A recent example is this story, taken from the Xinhua News from October 24, 2006. This government story details how difficult it is for some couples to find "flower girls" for their weddings. The reason, according to this story, is the scarcity of young girls in Guangzhou and other cities.
Now, anyone traveling to Guangzhou can see that this story is misleading on its face. There is no shortage of "flower girls" in China (for one, the vast majority of Chinese weddings don't use Western "Flower Girls", but follow traditional Chinese protocol. Only "westernized" couples are beginning to adopt elements from western weddings. Thus this issue is largely moot). Any adoptive family can watch the morning exercises of the school children on Shamian Island to see that there are plenty of "flower girls". For Mr.

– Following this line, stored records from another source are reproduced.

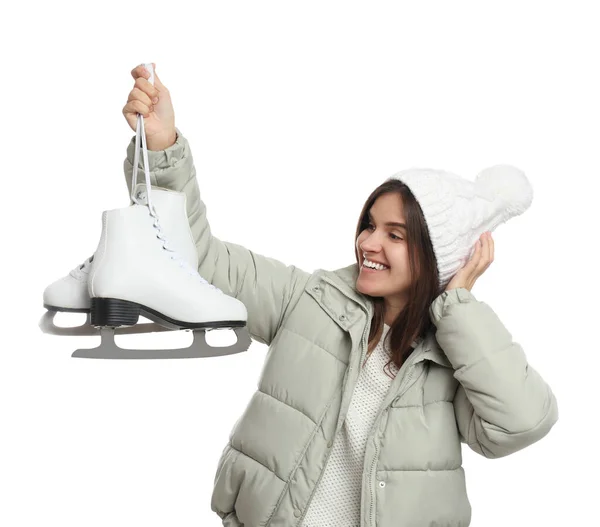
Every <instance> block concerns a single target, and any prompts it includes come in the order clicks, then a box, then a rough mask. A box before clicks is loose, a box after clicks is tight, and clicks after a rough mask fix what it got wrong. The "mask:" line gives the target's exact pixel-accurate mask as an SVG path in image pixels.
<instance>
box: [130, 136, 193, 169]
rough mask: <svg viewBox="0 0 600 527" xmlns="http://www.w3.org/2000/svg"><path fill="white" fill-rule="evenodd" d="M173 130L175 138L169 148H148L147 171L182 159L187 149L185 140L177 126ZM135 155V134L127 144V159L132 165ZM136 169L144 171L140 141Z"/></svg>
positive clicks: (142, 155)
mask: <svg viewBox="0 0 600 527" xmlns="http://www.w3.org/2000/svg"><path fill="white" fill-rule="evenodd" d="M175 131H176V133H177V139H176V140H175V143H174V144H172V145H171V146H170V147H169V148H166V149H164V150H156V151H154V150H148V163H149V165H150V166H149V171H150V172H156V171H160V170H161V169H165V168H170V167H172V166H174V165H175V164H177V162H179V161H180V160H181V159H183V157H184V155H185V154H186V151H187V150H188V145H187V140H186V139H185V137H183V135H182V133H181V131H180V130H179V128H177V127H175ZM134 156H135V135H134V136H133V137H132V138H131V141H130V142H129V145H128V146H127V160H128V161H129V163H130V164H131V166H133V160H134ZM138 170H141V171H142V173H143V171H144V155H143V149H142V144H141V142H140V153H139V160H138Z"/></svg>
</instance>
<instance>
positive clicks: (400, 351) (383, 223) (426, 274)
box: [356, 179, 441, 368]
mask: <svg viewBox="0 0 600 527" xmlns="http://www.w3.org/2000/svg"><path fill="white" fill-rule="evenodd" d="M356 261H357V263H358V265H359V268H360V273H359V275H358V279H357V281H356V289H357V290H358V291H359V292H361V293H363V294H365V295H368V296H369V297H371V299H372V301H373V307H374V315H373V320H372V323H371V329H370V332H369V340H368V342H369V344H368V351H367V353H369V354H370V353H371V352H372V351H373V349H374V348H375V347H376V346H377V343H378V342H379V339H380V337H381V335H382V333H383V330H384V326H383V325H384V323H385V324H387V325H388V326H389V327H390V331H389V332H388V338H389V341H390V345H389V348H390V350H391V361H390V362H394V363H395V364H396V366H397V367H398V368H399V367H400V366H402V364H403V363H404V362H405V361H406V359H407V358H408V357H409V356H410V354H411V353H412V351H413V349H414V348H413V347H412V343H413V341H415V340H416V339H417V338H419V337H423V336H424V335H425V333H426V332H427V331H428V330H429V329H430V327H431V325H432V323H431V320H430V318H429V315H428V312H429V306H430V305H431V303H432V302H433V300H434V299H435V298H436V297H437V296H438V295H439V293H440V292H441V290H440V289H441V288H440V287H438V270H437V265H436V259H435V254H434V252H433V247H432V244H431V240H430V238H429V231H428V229H427V224H426V222H425V217H424V216H423V212H422V210H421V207H420V206H419V203H418V202H417V200H416V199H415V197H414V195H413V194H412V192H411V191H410V189H409V188H408V187H407V186H406V185H405V184H404V183H402V181H399V180H397V179H392V180H389V181H386V182H384V183H382V184H381V185H379V186H378V187H377V188H376V189H375V190H374V191H373V192H372V193H371V195H370V196H369V197H368V199H367V201H366V203H365V205H364V206H363V209H362V211H361V214H360V219H359V222H358V226H357V229H356ZM368 262H375V263H379V264H383V265H385V266H387V267H388V268H387V269H384V270H373V269H370V268H369V263H368ZM413 277H415V278H416V279H413ZM388 364H389V363H388Z"/></svg>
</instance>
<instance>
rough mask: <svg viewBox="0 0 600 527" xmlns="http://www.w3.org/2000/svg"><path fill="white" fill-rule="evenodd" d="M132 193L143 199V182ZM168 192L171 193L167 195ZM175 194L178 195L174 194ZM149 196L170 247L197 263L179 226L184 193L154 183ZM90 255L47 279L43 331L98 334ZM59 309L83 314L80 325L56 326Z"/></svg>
mask: <svg viewBox="0 0 600 527" xmlns="http://www.w3.org/2000/svg"><path fill="white" fill-rule="evenodd" d="M134 193H135V195H136V196H137V198H138V200H139V201H140V202H142V203H144V202H145V200H146V184H145V183H138V184H137V185H136V187H135V189H134ZM169 193H171V194H173V195H171V196H169ZM175 195H177V196H178V197H175ZM153 196H154V199H153V202H154V206H155V207H156V210H157V211H158V213H159V214H160V216H161V218H162V226H163V227H164V230H165V233H166V234H167V236H168V237H169V240H171V243H172V245H173V247H175V249H176V250H177V251H178V252H179V253H180V254H181V255H182V256H183V257H184V258H186V260H187V261H188V263H189V264H190V265H192V266H193V267H198V254H197V252H196V251H195V250H194V251H190V250H189V248H190V244H189V240H188V239H186V236H188V237H189V229H188V230H187V232H186V231H185V229H183V227H184V223H183V221H187V218H186V217H185V216H182V214H185V210H184V211H183V213H182V205H181V204H180V203H178V201H183V203H184V204H183V207H184V208H185V194H183V193H181V192H175V191H172V190H167V189H163V188H158V187H156V188H153ZM93 259H94V255H92V256H90V257H89V258H88V259H87V260H85V262H83V263H82V264H81V265H78V266H77V267H76V268H75V269H73V270H72V271H71V272H70V273H69V274H68V275H66V276H64V277H62V278H60V279H59V280H56V281H55V282H53V283H51V284H50V285H49V286H48V287H46V289H45V290H44V294H43V301H44V307H45V308H46V309H47V310H48V311H46V313H44V314H43V315H42V318H41V319H40V322H39V326H40V328H41V330H42V331H43V332H44V333H48V334H51V335H61V336H94V335H100V328H98V327H95V326H94V325H92V323H91V306H92V303H91V299H90V295H89V293H88V276H89V272H90V268H91V263H92V261H93ZM59 312H66V313H85V314H86V315H87V318H86V321H85V322H84V323H83V324H82V325H80V326H73V327H65V326H57V325H56V324H55V322H54V319H55V317H56V315H57V314H58V313H59ZM168 330H169V328H167V327H165V326H161V325H160V324H157V323H155V322H150V323H140V324H136V325H134V326H123V327H120V328H116V330H115V334H116V335H126V334H132V333H154V332H161V331H168Z"/></svg>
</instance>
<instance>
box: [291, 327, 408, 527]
mask: <svg viewBox="0 0 600 527" xmlns="http://www.w3.org/2000/svg"><path fill="white" fill-rule="evenodd" d="M388 330H389V326H388V325H387V324H384V328H383V334H382V336H381V339H380V340H379V343H378V344H377V347H376V348H375V349H374V350H373V352H372V353H371V354H370V355H369V357H368V358H367V360H366V362H365V365H364V366H363V368H361V371H360V374H359V377H358V380H357V383H356V387H355V388H354V393H353V394H352V400H351V401H350V407H349V409H348V414H347V416H346V420H345V421H344V424H343V426H342V428H341V429H340V431H339V433H338V435H337V436H336V438H335V441H334V443H333V445H332V447H331V448H332V452H331V456H330V457H329V460H328V462H327V465H326V467H325V470H324V472H323V477H322V479H321V481H320V482H319V484H318V486H317V489H316V491H315V494H314V496H313V499H312V501H311V502H310V505H309V508H308V511H307V513H306V516H305V517H304V520H303V522H302V524H301V525H302V527H359V526H360V500H361V489H362V475H363V462H364V457H365V448H366V445H367V436H368V435H369V432H370V431H371V428H372V426H373V424H374V423H375V417H376V414H377V411H378V410H379V408H380V406H381V403H382V402H383V399H384V398H385V395H386V394H387V392H388V390H389V387H390V385H391V383H392V379H391V377H390V376H389V375H387V374H386V373H385V371H384V367H385V366H386V364H387V363H388V361H389V360H390V359H391V355H390V353H389V349H388V348H387V346H385V347H384V339H385V336H386V335H387V332H388ZM386 371H388V372H389V373H390V374H391V375H392V376H395V375H396V374H397V373H398V368H397V366H396V365H395V364H394V363H393V362H392V363H391V364H390V365H389V366H387V367H386Z"/></svg>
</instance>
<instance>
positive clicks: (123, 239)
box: [40, 64, 251, 359]
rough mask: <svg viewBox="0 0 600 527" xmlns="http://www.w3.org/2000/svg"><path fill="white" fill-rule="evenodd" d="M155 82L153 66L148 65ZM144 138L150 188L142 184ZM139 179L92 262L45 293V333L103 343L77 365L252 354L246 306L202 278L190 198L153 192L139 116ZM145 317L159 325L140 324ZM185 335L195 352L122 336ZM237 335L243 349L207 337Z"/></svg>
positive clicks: (85, 265)
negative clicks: (78, 364) (140, 176)
mask: <svg viewBox="0 0 600 527" xmlns="http://www.w3.org/2000/svg"><path fill="white" fill-rule="evenodd" d="M145 67H146V69H148V71H149V72H150V82H151V83H153V80H154V74H153V70H152V64H145ZM140 136H141V142H142V151H143V158H144V169H145V170H144V171H145V178H146V183H145V184H143V183H140V184H138V183H137V170H138V161H139V150H140ZM135 147H136V148H135V159H134V167H133V177H132V184H131V189H132V194H131V201H132V204H131V205H130V206H129V207H125V208H122V209H114V210H109V211H105V212H103V214H102V234H101V237H100V242H99V244H98V248H97V250H96V252H95V253H94V255H93V256H91V257H90V258H88V259H87V260H86V261H85V262H84V263H83V264H81V265H80V266H78V267H77V268H75V269H73V270H72V271H71V272H70V273H69V274H68V275H67V276H65V277H63V278H61V279H60V280H57V281H56V282H53V283H52V284H50V285H49V286H48V287H47V288H46V289H45V291H44V295H43V297H44V307H45V308H46V309H48V311H47V312H46V313H45V314H44V315H43V316H42V319H41V320H40V328H41V329H42V331H44V332H46V333H50V334H54V335H98V334H100V337H101V342H100V345H99V346H98V347H96V348H91V349H78V350H76V351H75V352H74V353H73V354H72V357H81V358H101V359H166V358H194V357H213V356H222V355H229V354H232V353H239V352H242V351H246V350H247V349H248V347H249V346H250V343H251V339H250V336H249V334H248V331H247V329H246V321H247V311H246V307H245V306H244V304H243V303H242V302H240V301H239V300H237V299H236V298H233V297H231V296H229V295H226V294H225V293H223V292H222V291H221V290H220V289H218V288H217V287H215V286H213V285H212V284H210V283H209V282H208V281H207V280H205V279H204V278H203V277H201V276H200V274H199V273H198V270H197V269H198V253H197V250H196V246H195V243H194V239H193V236H192V232H191V230H190V226H189V222H188V218H187V212H186V196H185V194H183V193H181V192H176V191H173V190H167V189H162V188H157V187H152V186H151V184H150V173H149V163H148V150H147V147H146V134H145V131H144V118H143V116H142V115H138V122H137V130H136V144H135ZM57 312H79V313H86V314H87V321H86V323H85V324H84V325H82V326H78V327H75V328H62V327H58V326H56V325H55V324H54V317H55V315H56V314H57ZM140 315H142V316H144V317H146V318H147V319H149V320H151V321H153V322H152V323H145V324H141V323H138V320H139V317H140ZM172 329H183V330H192V331H193V342H192V344H191V345H190V346H189V347H188V348H181V349H175V350H154V349H122V348H120V347H118V346H117V344H116V342H115V340H114V336H115V334H131V333H146V332H155V331H166V330H172ZM212 329H233V330H234V331H235V334H236V337H237V342H236V343H235V344H233V345H231V346H223V347H212V346H210V345H209V344H208V343H207V342H206V338H205V337H206V334H205V332H206V331H207V330H212Z"/></svg>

Long's story to be an accurate representation of the state of things in Guangzhou, the imbalance would need to be considerably higher than 118 to 100. I have no doubt that this story may have been true for his family, but it does not reflect reality in Guangzhou, or anywhere in China. But it does make one believe in a shortage, and that is the point.
There is an imbalance between boys and girls in China, but I believe that the extent of that imbalance is unknown. Until China is able to look into every country farm house and every high-rise apartment, there will remain unknown millions of "hidden" children. Until the extent of this population is known, it is difficult to know what the imbalance truly is.